Is Legislation needed on Carbon Monoxide Safety?
The deaths of three family members living in a static home at the Tremarle Park in Camborne Cornwall last week highlights once again the deadly effects of Carbon Monoxide.

John Cook, his wife Audrey, daughter Maureen and their pet dog all died after inhaling CO fumes from a faulty gas heater. At the levels of carbon monoxide present the rescue services believe they would have been overcome in minutes most likely unaware of the danger posed by the odourless and invisible gas.
Carbon Monoxide poisoning is all too common and literally hundreds of fatalities are recorded each year. Despite a number of Carbon Monoxide awareness campaigns over the past years the message is clearly not getting through. Part of the problem is that many do not realise there is a danger present until it is too late which begs the question what more can be done?
The awareness campaigns concentrate on encouraging preventive measures by home owners including ensuring carbon fuel based heaters and cookers are serviced regularly and carbon monoxide detector alarms are fitted in at risk premises. This approach only goes a small way to tackling the issue. Heating boilers and appliances can fail at any time – quite literally days after a service. Tenants and temporary residents of holiday lets are unlikely to fit CO alarms placing the onus on landlords and caravan site owners who without enforceable legislation have no real incentive.

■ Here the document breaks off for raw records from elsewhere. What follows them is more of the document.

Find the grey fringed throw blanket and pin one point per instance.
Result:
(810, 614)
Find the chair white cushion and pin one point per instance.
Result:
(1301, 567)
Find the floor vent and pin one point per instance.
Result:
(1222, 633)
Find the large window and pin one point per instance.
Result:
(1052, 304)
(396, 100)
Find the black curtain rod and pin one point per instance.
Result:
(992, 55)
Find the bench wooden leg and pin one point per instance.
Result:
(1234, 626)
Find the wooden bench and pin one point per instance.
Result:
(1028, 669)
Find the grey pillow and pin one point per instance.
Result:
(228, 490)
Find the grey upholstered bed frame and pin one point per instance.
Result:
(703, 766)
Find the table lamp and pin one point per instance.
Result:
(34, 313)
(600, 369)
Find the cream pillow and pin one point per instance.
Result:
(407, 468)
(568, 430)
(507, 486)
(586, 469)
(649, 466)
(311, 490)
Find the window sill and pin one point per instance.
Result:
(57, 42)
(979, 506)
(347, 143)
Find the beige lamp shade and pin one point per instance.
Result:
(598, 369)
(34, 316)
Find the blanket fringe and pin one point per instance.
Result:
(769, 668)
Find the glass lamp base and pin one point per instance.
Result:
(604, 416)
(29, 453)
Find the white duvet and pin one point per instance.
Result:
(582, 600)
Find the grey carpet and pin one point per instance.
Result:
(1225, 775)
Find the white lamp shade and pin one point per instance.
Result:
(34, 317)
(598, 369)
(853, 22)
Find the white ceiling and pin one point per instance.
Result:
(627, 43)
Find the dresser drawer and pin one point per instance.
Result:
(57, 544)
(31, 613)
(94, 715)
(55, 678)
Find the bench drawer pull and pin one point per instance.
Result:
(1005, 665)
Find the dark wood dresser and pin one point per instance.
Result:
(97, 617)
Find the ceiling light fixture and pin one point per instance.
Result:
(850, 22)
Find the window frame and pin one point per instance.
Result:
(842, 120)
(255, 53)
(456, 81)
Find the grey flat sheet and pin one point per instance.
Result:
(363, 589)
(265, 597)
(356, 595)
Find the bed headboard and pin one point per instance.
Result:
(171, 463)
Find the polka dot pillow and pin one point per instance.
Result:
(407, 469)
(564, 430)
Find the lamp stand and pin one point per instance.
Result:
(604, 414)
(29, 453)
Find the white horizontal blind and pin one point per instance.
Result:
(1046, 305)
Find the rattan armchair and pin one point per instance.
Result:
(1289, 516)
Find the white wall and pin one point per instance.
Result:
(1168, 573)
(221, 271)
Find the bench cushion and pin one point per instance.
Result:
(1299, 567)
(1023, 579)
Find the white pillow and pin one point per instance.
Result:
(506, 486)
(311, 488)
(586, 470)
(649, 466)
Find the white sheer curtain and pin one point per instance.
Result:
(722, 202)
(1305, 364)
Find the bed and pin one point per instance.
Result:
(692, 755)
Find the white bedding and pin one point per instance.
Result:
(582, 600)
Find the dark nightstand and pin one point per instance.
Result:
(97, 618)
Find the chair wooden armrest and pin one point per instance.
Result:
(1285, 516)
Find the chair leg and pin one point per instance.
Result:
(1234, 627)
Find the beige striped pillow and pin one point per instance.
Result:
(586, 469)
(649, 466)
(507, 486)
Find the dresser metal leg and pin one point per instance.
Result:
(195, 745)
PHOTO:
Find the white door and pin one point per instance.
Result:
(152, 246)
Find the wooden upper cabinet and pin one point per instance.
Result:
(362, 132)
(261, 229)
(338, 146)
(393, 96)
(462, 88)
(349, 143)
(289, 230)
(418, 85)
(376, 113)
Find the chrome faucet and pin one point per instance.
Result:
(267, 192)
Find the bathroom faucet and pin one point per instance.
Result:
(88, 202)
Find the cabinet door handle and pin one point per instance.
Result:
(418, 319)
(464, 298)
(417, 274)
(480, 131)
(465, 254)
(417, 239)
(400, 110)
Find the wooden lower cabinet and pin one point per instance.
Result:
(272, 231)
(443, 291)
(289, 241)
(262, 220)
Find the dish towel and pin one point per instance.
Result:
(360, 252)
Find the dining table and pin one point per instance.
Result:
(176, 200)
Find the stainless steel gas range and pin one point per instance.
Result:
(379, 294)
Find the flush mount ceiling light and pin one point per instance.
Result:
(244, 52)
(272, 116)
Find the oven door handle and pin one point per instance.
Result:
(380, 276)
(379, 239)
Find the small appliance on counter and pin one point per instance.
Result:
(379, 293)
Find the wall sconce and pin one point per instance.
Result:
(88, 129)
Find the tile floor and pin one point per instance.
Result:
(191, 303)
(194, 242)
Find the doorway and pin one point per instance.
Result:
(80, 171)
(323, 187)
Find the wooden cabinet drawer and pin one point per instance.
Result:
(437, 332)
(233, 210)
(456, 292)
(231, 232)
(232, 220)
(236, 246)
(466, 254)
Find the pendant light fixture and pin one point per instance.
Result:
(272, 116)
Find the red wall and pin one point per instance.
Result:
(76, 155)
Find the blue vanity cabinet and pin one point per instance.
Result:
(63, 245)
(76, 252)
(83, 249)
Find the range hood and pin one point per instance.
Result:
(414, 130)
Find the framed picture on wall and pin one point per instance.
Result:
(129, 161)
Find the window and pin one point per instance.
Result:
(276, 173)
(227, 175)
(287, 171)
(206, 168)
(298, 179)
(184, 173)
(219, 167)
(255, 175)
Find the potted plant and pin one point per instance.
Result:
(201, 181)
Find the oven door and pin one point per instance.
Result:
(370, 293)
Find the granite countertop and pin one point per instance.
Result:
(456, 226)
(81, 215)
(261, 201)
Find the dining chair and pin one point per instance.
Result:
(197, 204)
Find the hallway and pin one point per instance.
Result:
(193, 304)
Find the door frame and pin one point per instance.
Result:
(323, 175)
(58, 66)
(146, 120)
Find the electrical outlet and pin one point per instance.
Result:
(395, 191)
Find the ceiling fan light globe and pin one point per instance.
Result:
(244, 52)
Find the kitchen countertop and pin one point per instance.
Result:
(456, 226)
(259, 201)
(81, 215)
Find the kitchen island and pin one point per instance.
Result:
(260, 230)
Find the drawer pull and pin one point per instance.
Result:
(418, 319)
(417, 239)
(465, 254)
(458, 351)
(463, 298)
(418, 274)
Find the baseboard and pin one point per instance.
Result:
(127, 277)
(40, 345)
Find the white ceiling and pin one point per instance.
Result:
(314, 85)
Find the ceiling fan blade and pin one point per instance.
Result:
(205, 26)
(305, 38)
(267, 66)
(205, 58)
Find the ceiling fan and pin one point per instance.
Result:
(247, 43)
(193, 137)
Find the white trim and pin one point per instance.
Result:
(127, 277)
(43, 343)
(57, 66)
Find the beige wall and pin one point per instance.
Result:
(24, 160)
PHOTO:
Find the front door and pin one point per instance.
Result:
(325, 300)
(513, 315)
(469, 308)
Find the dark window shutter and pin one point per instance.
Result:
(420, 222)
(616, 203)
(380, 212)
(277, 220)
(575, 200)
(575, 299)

For tragedies like the deaths in Camborne to be avoided it needs proactive action by our legislators similar to the very successful scheme operated by many fire and rescue services that provides free fire safety checks and grants for smoke alarms to householders.
In my opinion all landlords and operators of holiday residential parks should be required to install Carbon Monoxide Alarms if the premises utilise carbon fuel appliances. Such a requirement should be implicit within the Regulatory Reform (Fire Safety) Order. All new oil, gas and solid fuel central heating installations should have carbon monoxide alarms fitted as standard enforced by a formal industry backed code of practice.

In addition surely it is common sense to require manufacturers of solid and carbon fuel based heating boilers and cookers to fit integral Carbon Monoxide detectors to their products linked to an automatic shut off valve.
I am no fan of petty health and safety regulation but when it comes to the prevention of Carbon Monoxide poisoning the existing legislative safeguards seem wholly inadequate.